Don't call me Caucasian

New York times contributor Shaila Dewan states her case that the term Caucasian is obsolete and has no place in American racial discussion.

Whatever the merits or flows of the term "Caucasian", Dewan offers no alternative term. In the age of diversity and sensitivity in reporting, "white" seems out of step. Reporters increasingly substitute African-American for Black, regardless of the actual preference of the person being interviewed. And it would be suicidal for any reporter to label Asian-Americans as "yellow" or Native Americans as "red". Why has "white" survived?

European-American is a consistent term with African-American and Asian-American, as it speaks to geographical origin versus color.

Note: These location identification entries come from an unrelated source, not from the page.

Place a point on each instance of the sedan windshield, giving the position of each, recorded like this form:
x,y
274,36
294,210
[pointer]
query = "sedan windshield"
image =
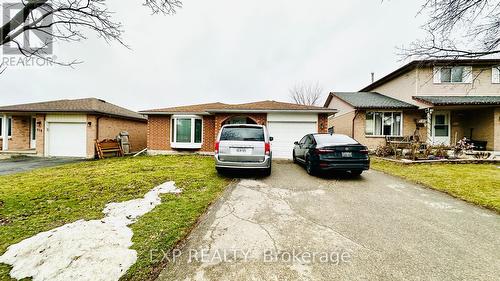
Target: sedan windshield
x,y
242,134
334,139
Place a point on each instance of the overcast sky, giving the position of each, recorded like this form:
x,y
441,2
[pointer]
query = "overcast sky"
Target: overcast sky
x,y
226,50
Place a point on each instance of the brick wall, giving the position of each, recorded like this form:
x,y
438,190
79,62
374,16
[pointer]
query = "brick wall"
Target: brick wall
x,y
158,132
110,127
322,123
342,124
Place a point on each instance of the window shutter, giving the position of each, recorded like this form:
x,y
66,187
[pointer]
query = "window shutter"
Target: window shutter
x,y
467,74
437,75
495,75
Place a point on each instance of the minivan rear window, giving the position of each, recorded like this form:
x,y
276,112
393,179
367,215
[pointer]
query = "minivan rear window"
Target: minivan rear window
x,y
242,134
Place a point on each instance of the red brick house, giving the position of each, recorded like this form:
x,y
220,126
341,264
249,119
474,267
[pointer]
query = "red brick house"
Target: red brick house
x,y
67,128
195,127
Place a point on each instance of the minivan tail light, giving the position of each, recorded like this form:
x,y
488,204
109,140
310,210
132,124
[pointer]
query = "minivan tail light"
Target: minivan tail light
x,y
267,147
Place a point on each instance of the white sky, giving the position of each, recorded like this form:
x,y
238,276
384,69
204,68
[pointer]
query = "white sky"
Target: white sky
x,y
226,50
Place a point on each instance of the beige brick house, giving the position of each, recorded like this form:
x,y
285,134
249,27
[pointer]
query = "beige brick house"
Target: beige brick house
x,y
441,101
67,128
195,127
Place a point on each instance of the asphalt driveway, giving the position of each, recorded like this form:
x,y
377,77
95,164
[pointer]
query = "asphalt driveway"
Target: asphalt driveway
x,y
23,164
291,226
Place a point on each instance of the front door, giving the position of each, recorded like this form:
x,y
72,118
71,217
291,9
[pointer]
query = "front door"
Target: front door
x,y
33,133
441,127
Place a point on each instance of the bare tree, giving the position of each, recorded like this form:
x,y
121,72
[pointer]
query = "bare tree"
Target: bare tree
x,y
66,20
306,93
458,29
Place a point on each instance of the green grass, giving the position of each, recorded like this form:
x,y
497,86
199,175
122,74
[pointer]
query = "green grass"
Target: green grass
x,y
475,183
41,200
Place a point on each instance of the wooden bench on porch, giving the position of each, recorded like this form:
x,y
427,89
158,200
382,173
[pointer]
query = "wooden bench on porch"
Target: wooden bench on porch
x,y
108,146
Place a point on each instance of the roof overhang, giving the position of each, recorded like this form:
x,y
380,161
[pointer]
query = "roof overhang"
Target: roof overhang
x,y
28,112
212,111
458,100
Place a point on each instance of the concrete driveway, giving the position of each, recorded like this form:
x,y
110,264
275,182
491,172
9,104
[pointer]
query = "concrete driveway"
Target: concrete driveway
x,y
23,164
291,226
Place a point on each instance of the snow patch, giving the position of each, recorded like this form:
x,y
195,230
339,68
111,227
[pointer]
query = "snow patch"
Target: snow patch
x,y
85,250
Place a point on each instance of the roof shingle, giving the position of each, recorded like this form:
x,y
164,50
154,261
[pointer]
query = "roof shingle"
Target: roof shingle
x,y
87,105
370,100
459,100
253,106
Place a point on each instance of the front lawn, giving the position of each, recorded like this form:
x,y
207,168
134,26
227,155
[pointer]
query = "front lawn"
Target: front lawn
x,y
475,183
44,199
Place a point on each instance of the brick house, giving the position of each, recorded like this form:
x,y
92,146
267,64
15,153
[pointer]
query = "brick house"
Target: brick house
x,y
195,127
67,128
440,101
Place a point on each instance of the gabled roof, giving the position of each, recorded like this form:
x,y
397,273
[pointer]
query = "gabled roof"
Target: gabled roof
x,y
429,63
365,100
458,100
261,106
87,105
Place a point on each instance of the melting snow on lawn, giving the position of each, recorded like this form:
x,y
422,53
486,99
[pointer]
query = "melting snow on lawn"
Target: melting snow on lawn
x,y
85,250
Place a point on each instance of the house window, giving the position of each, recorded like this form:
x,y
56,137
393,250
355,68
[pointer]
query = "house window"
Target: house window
x,y
9,126
187,131
453,74
383,124
495,75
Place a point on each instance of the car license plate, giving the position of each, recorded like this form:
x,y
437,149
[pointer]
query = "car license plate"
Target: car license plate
x,y
346,154
241,151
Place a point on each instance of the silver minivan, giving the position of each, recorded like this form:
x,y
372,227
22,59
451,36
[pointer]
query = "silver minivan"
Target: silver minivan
x,y
243,147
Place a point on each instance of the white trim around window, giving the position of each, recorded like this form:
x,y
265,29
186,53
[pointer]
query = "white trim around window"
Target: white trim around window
x,y
452,74
188,137
10,127
376,129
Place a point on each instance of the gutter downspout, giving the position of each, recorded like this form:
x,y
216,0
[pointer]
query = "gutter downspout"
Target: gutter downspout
x,y
353,119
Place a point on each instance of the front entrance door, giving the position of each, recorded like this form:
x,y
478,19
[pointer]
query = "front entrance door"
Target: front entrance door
x,y
441,127
33,133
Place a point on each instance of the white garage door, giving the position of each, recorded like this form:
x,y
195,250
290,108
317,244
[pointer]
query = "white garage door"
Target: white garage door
x,y
285,134
67,139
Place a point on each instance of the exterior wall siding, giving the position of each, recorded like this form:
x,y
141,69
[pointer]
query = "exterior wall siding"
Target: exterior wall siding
x,y
20,139
158,132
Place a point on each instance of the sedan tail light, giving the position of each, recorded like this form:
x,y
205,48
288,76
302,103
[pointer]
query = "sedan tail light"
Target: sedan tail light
x,y
324,151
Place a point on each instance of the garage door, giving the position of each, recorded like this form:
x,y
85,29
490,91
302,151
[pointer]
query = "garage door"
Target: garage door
x,y
67,139
286,133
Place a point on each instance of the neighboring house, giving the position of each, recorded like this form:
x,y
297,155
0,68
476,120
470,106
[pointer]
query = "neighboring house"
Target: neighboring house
x,y
195,127
67,128
441,101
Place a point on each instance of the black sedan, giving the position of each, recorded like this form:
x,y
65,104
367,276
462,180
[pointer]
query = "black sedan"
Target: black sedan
x,y
331,152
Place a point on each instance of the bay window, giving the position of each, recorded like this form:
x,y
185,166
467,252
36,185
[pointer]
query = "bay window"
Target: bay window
x,y
383,123
9,127
186,131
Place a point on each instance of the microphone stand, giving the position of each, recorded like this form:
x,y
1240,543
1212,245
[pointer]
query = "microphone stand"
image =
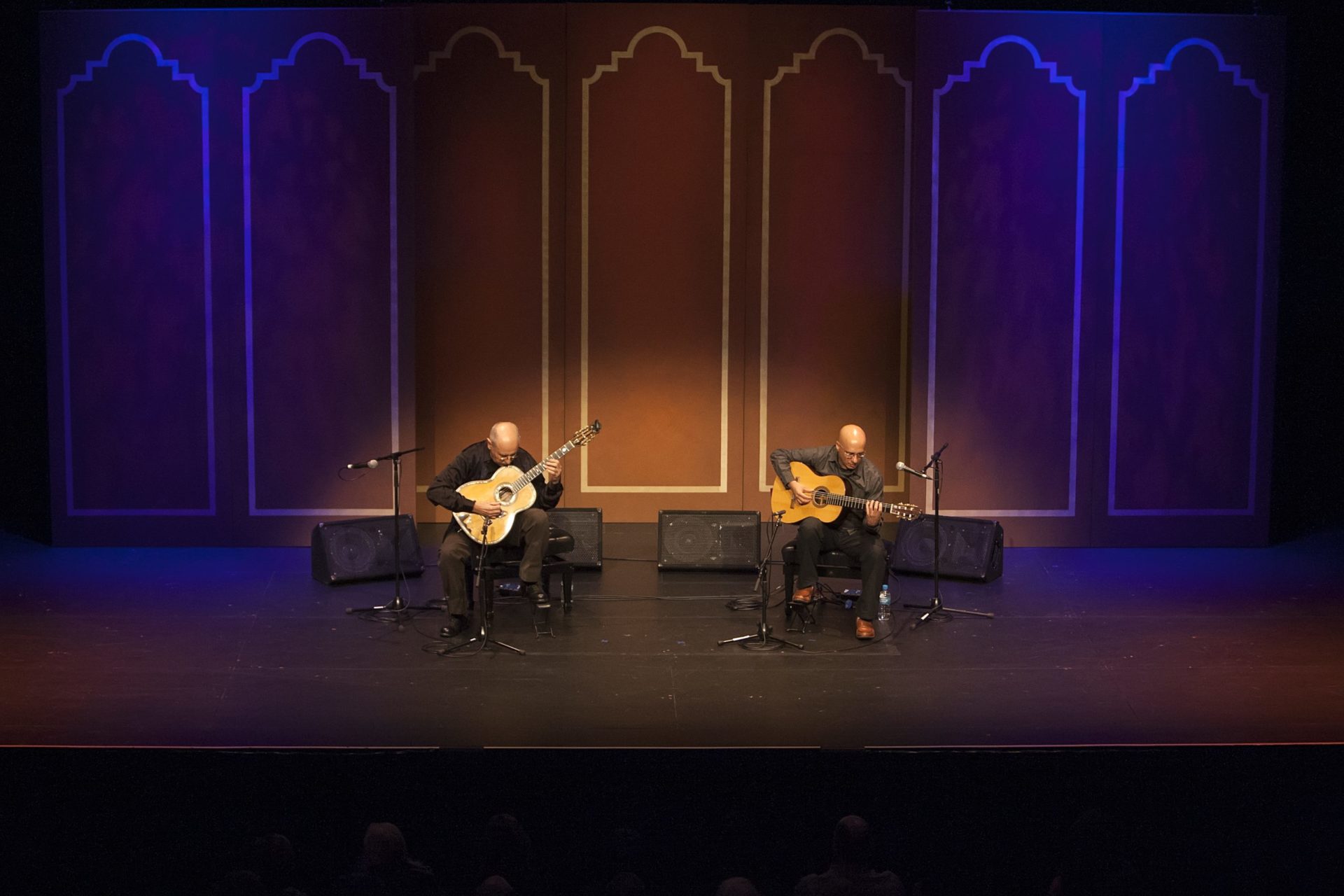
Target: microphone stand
x,y
762,638
397,606
483,636
934,609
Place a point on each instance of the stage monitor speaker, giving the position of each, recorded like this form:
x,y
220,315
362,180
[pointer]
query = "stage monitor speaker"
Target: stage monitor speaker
x,y
585,524
968,548
362,550
708,539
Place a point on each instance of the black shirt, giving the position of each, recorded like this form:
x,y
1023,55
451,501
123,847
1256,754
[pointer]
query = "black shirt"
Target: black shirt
x,y
473,464
863,481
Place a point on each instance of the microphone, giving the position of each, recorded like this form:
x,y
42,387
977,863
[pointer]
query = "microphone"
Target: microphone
x,y
901,465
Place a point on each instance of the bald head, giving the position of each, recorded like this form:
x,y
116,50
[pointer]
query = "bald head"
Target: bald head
x,y
851,445
503,442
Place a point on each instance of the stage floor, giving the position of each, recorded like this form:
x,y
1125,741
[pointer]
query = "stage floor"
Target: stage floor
x,y
242,648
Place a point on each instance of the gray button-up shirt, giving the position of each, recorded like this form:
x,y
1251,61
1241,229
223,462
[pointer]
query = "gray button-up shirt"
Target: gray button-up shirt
x,y
863,481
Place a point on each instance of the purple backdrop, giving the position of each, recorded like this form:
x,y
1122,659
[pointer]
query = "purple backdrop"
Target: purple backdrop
x,y
1093,260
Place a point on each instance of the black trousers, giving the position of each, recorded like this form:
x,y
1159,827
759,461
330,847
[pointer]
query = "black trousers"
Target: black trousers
x,y
863,547
531,530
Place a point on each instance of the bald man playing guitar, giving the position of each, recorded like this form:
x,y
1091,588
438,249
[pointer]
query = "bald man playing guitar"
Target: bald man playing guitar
x,y
854,532
531,527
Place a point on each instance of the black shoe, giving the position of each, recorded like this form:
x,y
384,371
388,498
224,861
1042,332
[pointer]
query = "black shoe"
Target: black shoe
x,y
456,626
537,596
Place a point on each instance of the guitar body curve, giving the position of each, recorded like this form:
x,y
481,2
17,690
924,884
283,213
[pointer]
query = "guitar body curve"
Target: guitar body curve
x,y
495,489
781,498
830,496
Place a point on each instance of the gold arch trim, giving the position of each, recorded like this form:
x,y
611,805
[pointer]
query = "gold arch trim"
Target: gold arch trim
x,y
517,58
883,69
584,265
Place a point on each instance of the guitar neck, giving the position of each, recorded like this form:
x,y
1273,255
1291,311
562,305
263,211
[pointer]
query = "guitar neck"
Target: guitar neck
x,y
858,504
537,470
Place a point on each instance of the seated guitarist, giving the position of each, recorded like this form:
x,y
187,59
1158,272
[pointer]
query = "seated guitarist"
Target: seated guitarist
x,y
531,527
853,532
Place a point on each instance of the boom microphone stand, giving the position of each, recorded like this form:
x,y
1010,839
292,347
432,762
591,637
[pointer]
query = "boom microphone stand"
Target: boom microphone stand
x,y
764,640
934,610
483,636
397,606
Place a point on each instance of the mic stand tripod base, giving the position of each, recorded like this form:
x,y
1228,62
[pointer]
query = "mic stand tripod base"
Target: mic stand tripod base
x,y
483,636
937,612
764,640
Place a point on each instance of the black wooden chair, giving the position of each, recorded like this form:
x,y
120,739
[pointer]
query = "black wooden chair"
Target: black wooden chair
x,y
502,562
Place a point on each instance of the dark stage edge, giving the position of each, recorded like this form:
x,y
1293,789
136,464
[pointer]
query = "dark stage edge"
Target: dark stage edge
x,y
239,648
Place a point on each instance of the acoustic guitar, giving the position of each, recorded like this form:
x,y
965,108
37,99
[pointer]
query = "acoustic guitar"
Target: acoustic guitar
x,y
512,489
828,498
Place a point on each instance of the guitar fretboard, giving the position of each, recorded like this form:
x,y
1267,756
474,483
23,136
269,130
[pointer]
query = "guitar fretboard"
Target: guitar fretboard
x,y
537,470
858,504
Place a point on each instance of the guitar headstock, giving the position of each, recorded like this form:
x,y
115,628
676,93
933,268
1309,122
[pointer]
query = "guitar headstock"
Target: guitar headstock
x,y
906,511
588,433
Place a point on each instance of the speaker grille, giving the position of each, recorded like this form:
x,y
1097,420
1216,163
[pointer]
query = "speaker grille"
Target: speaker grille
x,y
585,524
968,548
708,539
359,550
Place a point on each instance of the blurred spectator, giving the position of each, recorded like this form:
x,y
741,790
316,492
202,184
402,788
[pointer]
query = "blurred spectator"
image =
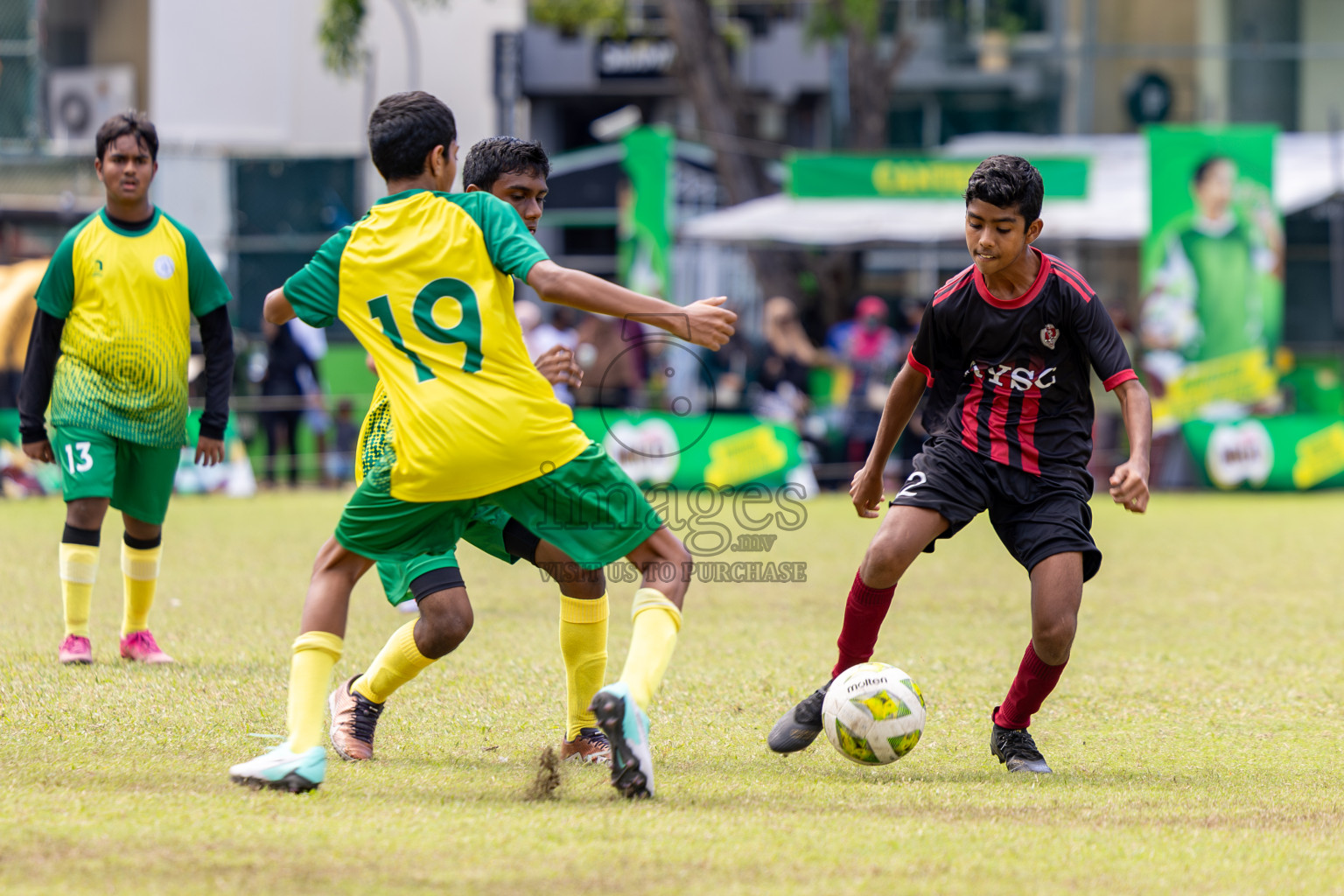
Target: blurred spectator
x,y
735,368
340,464
611,363
787,366
872,351
281,386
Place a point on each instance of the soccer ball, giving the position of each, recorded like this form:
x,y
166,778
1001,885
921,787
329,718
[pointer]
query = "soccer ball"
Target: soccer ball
x,y
874,713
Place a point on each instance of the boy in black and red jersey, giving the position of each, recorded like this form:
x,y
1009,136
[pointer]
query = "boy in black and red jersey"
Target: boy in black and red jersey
x,y
1015,333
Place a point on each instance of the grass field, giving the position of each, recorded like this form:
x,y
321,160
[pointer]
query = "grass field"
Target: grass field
x,y
1196,734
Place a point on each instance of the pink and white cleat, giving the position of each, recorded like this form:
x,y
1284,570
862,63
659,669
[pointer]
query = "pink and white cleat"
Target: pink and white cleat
x,y
142,647
75,649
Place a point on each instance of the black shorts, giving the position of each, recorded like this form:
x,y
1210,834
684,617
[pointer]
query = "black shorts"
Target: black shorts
x,y
1035,516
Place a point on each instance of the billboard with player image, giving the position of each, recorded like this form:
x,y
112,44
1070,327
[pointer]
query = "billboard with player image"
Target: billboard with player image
x,y
1213,273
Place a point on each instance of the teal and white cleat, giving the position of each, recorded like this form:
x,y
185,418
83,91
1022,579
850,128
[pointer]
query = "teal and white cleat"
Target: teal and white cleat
x,y
628,730
281,768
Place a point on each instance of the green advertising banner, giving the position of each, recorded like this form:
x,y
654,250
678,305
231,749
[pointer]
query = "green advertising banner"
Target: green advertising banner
x,y
644,256
914,176
1213,270
657,448
1289,453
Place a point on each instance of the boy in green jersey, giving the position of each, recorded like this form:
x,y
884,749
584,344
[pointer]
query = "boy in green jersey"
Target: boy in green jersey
x,y
109,351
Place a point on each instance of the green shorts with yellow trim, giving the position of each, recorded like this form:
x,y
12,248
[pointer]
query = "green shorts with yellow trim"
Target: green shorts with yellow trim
x,y
486,531
136,477
589,508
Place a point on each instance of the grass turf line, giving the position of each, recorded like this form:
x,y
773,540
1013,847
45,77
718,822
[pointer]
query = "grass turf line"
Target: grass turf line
x,y
1195,734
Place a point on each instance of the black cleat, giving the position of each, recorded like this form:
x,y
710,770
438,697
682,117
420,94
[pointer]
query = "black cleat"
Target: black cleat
x,y
1015,748
799,727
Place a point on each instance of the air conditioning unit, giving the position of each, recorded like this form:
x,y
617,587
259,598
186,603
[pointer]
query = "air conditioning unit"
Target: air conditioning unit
x,y
80,100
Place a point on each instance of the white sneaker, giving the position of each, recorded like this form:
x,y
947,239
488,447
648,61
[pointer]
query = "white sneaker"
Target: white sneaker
x,y
283,768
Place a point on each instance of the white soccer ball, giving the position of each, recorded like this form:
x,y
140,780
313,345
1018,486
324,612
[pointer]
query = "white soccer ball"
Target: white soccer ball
x,y
874,713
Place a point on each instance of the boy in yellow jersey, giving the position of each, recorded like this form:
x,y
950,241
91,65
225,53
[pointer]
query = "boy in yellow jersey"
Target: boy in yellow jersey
x,y
515,171
109,352
423,281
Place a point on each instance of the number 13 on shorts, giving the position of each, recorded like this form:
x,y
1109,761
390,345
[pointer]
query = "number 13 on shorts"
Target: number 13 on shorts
x,y
78,459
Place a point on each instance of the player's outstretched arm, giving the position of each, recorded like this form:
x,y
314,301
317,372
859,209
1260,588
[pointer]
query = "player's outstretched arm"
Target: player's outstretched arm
x,y
217,340
277,309
902,401
35,388
704,323
559,367
1130,481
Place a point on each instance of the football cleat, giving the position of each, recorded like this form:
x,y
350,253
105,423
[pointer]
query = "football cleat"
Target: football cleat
x,y
354,722
799,727
75,649
281,768
628,731
591,746
140,647
1015,748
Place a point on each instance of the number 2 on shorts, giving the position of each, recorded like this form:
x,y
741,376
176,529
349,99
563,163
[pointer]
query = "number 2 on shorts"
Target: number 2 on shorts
x,y
913,481
85,461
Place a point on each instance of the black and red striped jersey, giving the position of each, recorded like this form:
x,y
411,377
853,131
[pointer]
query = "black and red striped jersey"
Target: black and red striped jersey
x,y
1023,396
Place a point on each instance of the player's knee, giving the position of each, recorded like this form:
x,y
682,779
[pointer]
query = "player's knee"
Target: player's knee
x,y
87,514
579,584
671,550
1054,639
444,625
883,564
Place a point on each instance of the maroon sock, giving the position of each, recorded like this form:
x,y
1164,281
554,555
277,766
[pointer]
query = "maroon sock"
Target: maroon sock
x,y
863,614
1033,682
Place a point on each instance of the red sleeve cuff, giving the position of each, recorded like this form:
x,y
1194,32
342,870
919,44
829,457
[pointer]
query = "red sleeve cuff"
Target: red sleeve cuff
x,y
1124,376
920,367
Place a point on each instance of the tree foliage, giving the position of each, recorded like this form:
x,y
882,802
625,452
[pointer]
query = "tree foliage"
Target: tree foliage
x,y
571,17
341,30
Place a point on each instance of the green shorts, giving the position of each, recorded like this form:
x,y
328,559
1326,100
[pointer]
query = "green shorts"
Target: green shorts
x,y
136,477
589,508
486,531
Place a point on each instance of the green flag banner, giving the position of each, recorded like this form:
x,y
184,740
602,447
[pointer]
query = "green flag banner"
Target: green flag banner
x,y
644,256
1289,453
914,176
1213,270
659,448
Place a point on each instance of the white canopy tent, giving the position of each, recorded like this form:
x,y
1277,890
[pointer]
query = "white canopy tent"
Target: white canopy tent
x,y
1116,208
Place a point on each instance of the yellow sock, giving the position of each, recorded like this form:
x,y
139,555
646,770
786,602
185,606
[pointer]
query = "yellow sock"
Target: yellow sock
x,y
584,648
78,570
140,577
652,642
310,673
396,664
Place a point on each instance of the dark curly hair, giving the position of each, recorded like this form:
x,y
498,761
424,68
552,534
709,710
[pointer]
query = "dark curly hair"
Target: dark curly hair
x,y
1008,182
494,158
405,128
128,122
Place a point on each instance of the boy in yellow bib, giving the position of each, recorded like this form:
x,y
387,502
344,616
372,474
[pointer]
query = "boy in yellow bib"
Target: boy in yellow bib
x,y
109,351
423,281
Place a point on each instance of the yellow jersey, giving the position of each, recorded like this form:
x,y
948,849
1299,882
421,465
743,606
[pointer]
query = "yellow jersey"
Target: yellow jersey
x,y
127,298
424,283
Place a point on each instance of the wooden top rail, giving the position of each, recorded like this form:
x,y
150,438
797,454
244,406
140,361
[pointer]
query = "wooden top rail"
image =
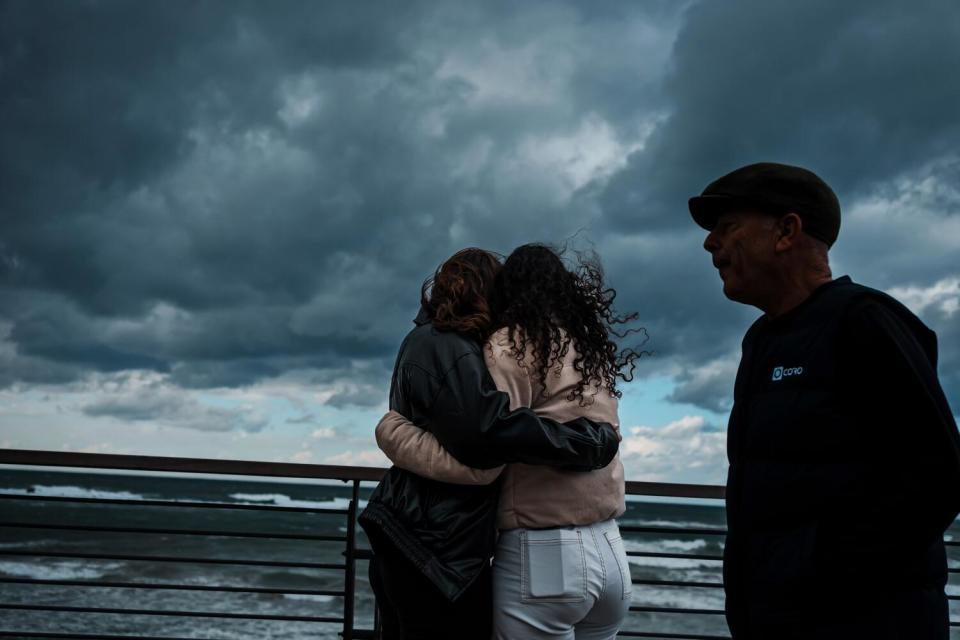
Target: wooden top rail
x,y
280,470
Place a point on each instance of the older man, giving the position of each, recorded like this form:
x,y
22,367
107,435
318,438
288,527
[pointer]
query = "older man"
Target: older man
x,y
844,454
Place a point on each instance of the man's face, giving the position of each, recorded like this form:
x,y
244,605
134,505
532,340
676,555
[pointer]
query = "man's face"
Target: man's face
x,y
742,246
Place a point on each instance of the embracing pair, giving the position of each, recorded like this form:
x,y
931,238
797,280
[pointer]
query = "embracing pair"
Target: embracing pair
x,y
504,421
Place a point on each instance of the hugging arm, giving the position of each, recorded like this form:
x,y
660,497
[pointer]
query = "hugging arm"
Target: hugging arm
x,y
414,449
472,420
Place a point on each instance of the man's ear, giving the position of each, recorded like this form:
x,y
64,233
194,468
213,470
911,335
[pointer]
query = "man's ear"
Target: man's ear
x,y
789,228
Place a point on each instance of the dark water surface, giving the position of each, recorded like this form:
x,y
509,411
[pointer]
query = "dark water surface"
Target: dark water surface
x,y
298,494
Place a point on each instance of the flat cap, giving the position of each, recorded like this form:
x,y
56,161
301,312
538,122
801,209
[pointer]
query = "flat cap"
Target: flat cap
x,y
776,189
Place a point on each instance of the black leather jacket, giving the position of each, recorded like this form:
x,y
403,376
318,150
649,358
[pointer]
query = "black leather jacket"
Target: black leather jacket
x,y
441,383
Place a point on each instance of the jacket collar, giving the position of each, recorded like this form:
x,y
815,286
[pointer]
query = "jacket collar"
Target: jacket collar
x,y
423,317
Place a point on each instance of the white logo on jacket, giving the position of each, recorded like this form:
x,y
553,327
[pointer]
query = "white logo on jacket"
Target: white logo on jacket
x,y
779,373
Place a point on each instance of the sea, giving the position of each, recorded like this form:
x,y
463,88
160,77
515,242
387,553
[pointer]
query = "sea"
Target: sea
x,y
278,589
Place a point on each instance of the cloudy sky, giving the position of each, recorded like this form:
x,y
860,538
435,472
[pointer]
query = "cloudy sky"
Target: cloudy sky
x,y
215,216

However white Americans identify strongest with the country of their descent, (i.e. Italy, Ireland) versus the entire continent. That is why we have Italian-American social clubs, and why Irish-Americans come out to celebrate Saint Patrick's day. But you won't see any European-American parades. 

While Dewan actually articulates that relationship in her piece, the ties to nationality are clearly lost on her. In describing her mixed race heritage to neighbors, for blacks it was enough to simply describe the skin color of her white ancestors. Meanwhile whites actually press her for more information. Where are they from originally? The white neighbors weren't satisfied until they actually heard the name of a country.

It's important to point out this is how the United States Census Bureau regards "whiteness". The decennial survey asks detailed information from it's Hispanics and Asians respondents, but not for whites. Your family could be recent immigrants from Albania. Your grandparents could be Jewish Holocaust survivors. Or maybe your ancestors arrived on the Mayflower. No matter to the Census Bureau: you are white, you're all the same, we don't care for any details!